Die neue Schule


 

Das Mädchen kommt ins Gymnasium. Mama wollte, dass das Mädchen in eine Schule geht, in der Musik ein Hauptfach ist. Aber da waren so komische Nonnen und es wäre eine Schule auch nur für Mädchen gewesen und dann muss das Mädchen dort nicht hin. Jetzt geht es auf eine Schule, wo es Latein lernen muss. Da sind viele Kinder aus der Stadt. Das Mädchen fährt vom Land aus in die Schule. Die anderen Kinder sind alle reich. Das Mädchen nicht. Latein ist ein blödes Fach. Das Mädchen ist schlecht in Latein. Es schreibt nur Fünfen. Papa ist furchtbar wütend und sagt, wenn das Mädchen durchfällt, dann muss es von der Schule gehen. Eine Klasse wiederholen kommt nicht in Frage, sagt Papa. Die schlechten Noten wären schon eine Schande, eine Klasse zu wiederholen wäre noch viel schlimmer. Was denn dann die Leute sagen würden. Gut wird das Mädchen nie in Latein, aber es muss auch nie eine Klasse wiederholen. Manchmal lernt Mama mit dem Mädchen Vokabeln, aber nur, nachdem sie ihre Kassetten angehört hat.
In der neuen Schule wird das Mädchen gehänselt. Es würde ja in einem Bauerndorf wohnen, wo es nach Bauernhof riecht. Die anderen Kinder mögen das Mädchen nicht. Sie sagen, das Mädchen würde sich wohl für etwas Besseres halten und müsse ständig im Mittelpunkt stehen. Das Mädchen möchte gerne Freunde und Freundinnen gewinnen, aber Mama sagt, dass die anderen Kinder alle überheblich wären und sich nur etwas darauf einbilden würden, weil sie Kinder von Rechtsanwälten und Richtern, von Chirurgen und anderen wichtigen Berufen wären. Das Mädchen ist verwirrt. Soll sie jetzt mit den anderen Kindern Freundschaften schließen oder sind die alle so doof, wie Mama sagt? Wenn das Mädchen traurig darüber ist, dass es keine Freunde hat, sagt Mama, es wäre selbst schuld. So, wie das Mädchen wäre, sei es verständlich, dass man mit ihr nicht befreundet sein will.

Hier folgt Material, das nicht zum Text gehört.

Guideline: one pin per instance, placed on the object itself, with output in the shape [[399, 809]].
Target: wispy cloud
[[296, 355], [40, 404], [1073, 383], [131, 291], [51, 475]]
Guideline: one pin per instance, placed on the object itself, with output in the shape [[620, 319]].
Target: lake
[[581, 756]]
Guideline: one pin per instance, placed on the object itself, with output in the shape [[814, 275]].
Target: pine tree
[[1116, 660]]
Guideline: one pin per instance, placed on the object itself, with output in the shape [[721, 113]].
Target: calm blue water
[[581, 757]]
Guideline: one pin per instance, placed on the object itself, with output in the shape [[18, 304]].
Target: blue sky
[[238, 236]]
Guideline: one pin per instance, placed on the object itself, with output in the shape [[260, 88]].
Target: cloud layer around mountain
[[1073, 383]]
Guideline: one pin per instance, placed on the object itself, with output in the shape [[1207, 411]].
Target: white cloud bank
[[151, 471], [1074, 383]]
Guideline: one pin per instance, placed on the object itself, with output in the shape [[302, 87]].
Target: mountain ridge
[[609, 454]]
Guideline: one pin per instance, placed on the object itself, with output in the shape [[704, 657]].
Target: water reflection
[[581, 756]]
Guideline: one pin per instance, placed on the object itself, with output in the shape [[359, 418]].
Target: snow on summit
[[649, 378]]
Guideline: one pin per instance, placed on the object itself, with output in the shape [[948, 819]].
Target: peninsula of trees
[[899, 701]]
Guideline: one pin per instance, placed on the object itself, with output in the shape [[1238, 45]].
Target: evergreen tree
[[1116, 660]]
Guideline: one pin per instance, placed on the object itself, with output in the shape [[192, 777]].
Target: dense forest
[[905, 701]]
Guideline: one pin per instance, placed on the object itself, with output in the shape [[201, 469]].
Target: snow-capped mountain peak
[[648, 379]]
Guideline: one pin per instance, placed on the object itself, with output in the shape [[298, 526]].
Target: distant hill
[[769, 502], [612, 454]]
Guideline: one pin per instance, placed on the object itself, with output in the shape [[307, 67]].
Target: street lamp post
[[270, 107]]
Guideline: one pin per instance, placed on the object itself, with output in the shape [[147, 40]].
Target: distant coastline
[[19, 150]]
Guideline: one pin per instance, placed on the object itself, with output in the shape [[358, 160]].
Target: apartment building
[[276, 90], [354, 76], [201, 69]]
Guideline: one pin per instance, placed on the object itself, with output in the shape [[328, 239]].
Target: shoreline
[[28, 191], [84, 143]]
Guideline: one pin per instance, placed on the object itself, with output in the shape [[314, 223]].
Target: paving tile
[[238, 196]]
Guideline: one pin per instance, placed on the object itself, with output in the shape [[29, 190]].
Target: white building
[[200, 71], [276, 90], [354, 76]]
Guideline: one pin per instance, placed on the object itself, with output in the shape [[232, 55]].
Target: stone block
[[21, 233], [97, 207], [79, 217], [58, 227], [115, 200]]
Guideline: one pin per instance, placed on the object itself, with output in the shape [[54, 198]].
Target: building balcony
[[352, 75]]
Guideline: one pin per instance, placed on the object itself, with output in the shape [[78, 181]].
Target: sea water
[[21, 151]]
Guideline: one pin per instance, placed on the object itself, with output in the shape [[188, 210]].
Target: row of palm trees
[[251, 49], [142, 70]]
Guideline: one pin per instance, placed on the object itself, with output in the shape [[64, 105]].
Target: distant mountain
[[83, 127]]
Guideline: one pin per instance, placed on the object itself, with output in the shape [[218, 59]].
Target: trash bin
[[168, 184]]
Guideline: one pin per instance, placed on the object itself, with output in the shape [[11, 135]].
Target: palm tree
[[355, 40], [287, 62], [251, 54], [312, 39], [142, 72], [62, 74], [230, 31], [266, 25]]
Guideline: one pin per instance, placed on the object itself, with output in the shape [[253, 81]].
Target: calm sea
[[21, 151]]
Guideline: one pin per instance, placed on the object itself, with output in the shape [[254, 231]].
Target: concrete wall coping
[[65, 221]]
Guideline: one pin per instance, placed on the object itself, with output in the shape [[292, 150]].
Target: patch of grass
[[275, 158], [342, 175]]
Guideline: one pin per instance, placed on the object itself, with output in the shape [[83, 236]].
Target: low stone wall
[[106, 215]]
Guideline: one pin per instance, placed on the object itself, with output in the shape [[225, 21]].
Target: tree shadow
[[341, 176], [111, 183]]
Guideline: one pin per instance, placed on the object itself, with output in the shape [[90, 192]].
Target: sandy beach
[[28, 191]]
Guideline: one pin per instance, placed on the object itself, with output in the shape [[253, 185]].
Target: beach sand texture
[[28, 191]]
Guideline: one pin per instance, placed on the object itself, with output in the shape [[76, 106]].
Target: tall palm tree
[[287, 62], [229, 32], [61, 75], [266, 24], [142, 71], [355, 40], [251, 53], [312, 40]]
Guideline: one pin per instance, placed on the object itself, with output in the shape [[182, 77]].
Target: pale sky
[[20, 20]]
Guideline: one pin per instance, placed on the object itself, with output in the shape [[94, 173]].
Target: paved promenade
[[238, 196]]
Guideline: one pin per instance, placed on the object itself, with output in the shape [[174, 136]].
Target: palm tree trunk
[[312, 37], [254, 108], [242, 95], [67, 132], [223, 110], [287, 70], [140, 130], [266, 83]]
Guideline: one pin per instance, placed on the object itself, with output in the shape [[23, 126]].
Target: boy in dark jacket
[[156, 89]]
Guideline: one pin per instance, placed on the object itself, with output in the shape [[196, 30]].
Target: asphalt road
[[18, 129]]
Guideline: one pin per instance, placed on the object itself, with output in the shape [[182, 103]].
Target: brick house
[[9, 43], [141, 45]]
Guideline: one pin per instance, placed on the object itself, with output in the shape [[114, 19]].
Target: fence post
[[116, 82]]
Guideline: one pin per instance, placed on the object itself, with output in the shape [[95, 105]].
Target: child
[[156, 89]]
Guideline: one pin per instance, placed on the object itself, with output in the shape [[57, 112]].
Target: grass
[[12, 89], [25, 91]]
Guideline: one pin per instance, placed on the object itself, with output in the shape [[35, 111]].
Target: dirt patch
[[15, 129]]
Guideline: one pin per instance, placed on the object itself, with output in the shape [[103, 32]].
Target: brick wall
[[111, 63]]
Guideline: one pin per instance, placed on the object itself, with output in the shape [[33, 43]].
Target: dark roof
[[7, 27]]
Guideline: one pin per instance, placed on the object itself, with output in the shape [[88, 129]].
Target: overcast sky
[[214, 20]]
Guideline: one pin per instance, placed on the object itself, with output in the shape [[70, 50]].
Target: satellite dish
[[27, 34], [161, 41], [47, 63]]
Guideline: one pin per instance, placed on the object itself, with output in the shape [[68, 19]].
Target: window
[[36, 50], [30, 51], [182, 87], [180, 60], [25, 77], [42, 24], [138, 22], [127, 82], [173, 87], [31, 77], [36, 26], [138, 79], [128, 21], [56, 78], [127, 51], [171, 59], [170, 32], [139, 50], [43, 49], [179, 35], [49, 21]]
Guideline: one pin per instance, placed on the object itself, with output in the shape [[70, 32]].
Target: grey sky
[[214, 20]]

Wenn die anderen Kinder aus der Klasse etwas miteinander unternehmen, ist das Mädchen nicht dabei. Wenn die Schule aus ist, muss es mit dem Bus nach Hause fahren. Bis es zu Hause ist, ist schon fast halb drei. Dann wird gegessen und dann müssen die Hausaufgaben gemacht werden, das darf nicht abends geschehen. Und wenn die anderen Kinder sich dann treffen, dann ist das in der Stadt und dahin müsste das Mädchen mit dem Bus, aber der fährt zu selten. Und Mama ist nicht der Chauffeur des Mädchens, sagt sie.